Quebec is an interesting case. While its third-party liability minimum is the lowest in Canada, bodily injuries are covered through a public insurance plan administered by the government. The $50,000 coverage applies only to non-bodily injuries like property damage, and only to injuries that occur within the province.
Public insurance schemes
Canada has embraced public welfare systems more easily than America. In Canada, four provinces offer public insurance schemes to their residents.
Quebec’s public insurance program (Société de l'assurance automobile du Québec, SAAQ) covers bodily injuries through a public insurance program that is paid for with large yearly license renewal fees. Drivers who travel outside the province should also remember to add out-of-province auto insurance coverage (available from the private market) to avoid unfortunate surprises in the event of an out-of-province accident.

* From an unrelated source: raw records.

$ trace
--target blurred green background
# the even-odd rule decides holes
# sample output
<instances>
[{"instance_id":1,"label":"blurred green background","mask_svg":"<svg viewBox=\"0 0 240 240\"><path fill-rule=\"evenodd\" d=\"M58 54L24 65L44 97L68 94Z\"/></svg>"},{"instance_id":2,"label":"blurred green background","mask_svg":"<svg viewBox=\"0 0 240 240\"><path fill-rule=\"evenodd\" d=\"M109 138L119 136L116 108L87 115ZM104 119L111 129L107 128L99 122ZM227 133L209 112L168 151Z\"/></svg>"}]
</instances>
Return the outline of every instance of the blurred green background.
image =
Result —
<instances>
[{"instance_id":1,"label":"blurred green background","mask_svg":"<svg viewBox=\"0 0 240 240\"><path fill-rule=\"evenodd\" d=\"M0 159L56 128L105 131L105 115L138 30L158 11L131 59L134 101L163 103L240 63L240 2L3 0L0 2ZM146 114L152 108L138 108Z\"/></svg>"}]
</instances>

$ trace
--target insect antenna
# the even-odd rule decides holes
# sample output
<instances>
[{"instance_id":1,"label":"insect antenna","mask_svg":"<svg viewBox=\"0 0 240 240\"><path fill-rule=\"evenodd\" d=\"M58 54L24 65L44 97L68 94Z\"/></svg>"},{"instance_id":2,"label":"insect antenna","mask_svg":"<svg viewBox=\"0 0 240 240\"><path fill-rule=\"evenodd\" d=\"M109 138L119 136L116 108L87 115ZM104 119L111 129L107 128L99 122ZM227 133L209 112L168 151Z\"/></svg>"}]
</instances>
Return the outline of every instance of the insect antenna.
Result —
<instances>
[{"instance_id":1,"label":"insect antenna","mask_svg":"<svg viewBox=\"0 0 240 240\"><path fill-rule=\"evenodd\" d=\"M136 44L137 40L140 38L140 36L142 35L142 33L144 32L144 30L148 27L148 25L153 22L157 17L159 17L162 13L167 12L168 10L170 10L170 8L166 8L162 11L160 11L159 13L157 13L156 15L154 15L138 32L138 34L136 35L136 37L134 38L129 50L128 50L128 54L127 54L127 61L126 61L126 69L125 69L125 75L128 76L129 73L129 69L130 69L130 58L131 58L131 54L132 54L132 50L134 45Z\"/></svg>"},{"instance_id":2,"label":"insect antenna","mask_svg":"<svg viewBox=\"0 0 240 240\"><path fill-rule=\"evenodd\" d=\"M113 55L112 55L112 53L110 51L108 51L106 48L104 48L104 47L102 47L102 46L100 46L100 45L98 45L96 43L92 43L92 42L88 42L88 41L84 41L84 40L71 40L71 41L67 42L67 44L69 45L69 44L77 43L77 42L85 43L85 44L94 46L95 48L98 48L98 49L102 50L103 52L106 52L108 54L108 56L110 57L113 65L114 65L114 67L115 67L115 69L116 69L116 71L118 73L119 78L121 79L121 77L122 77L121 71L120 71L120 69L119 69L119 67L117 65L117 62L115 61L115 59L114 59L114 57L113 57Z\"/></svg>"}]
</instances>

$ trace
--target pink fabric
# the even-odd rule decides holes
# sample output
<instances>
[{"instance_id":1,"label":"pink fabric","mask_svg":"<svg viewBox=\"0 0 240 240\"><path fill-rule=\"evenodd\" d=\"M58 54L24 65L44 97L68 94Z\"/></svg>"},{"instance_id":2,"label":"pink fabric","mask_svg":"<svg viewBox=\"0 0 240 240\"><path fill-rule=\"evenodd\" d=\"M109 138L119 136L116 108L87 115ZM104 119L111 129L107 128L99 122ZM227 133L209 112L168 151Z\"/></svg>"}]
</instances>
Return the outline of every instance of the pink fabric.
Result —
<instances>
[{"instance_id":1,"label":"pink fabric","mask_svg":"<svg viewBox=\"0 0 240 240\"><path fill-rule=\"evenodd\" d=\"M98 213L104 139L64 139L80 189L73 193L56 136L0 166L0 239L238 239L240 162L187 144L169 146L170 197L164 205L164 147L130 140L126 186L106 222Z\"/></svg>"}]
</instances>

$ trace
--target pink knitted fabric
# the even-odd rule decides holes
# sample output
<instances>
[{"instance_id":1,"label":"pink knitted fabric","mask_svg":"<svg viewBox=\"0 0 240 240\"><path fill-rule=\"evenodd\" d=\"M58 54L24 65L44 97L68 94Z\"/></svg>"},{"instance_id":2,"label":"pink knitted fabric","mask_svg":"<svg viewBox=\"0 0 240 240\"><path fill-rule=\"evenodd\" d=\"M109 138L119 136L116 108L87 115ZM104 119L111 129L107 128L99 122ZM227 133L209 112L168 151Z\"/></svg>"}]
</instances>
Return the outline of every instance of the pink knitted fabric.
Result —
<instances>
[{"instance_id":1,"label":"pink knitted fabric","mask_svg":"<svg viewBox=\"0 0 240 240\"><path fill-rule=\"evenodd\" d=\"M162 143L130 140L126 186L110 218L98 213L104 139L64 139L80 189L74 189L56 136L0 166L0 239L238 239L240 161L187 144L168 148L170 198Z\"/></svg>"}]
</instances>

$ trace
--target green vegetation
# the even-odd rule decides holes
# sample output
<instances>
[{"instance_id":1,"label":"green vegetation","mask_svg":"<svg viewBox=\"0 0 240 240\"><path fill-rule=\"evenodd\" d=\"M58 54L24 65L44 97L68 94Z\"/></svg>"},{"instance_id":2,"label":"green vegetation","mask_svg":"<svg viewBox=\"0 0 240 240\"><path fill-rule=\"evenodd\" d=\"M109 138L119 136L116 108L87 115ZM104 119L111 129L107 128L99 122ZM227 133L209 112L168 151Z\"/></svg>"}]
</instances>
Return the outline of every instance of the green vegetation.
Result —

British Columbia, Manitoba, and Saskatchewan each mandate that their $200,000 minimum third-party liability insurance be bought through the public insurance system, with additional coverage offered through the public or private market. The public auto insurance systems in each of these provinces are called the Insurance Corporation of British Columbia (ICBC), the Manitoba Public Insurance (MPI) and the Saskatchewan Government Insurance (SGI).
The other six provinces require insurance to be purchased on the open market. Because of this, insurance rates can vary wildly even in bordering provinces. In provinces with public insurance systems, having only one provider means that the price set is the price paid, with no room for negotiation. The lack of choice may also cause discontent with consumers who have had poor experiences with the public insurance scheme and wish for other options.
Optional auto insurance coverage in Canada
As with all insurance policies there, are plenty of add-ons available to supplement coverage. Many people find $200,000 in coverage too little, and cover themselves for $500,000 or $1 million.
Collision coverage is also very popular with many drivers seeking to insure their own vehicle in case of an accident. Although pricey, without collision insurance drivers who suffer damages – either property or bodily – will not receive compensation from their insurance company.
Research your options for auto insurance coverage in Canada, make sure you are following the law, and then make sure your best financial interests are covered.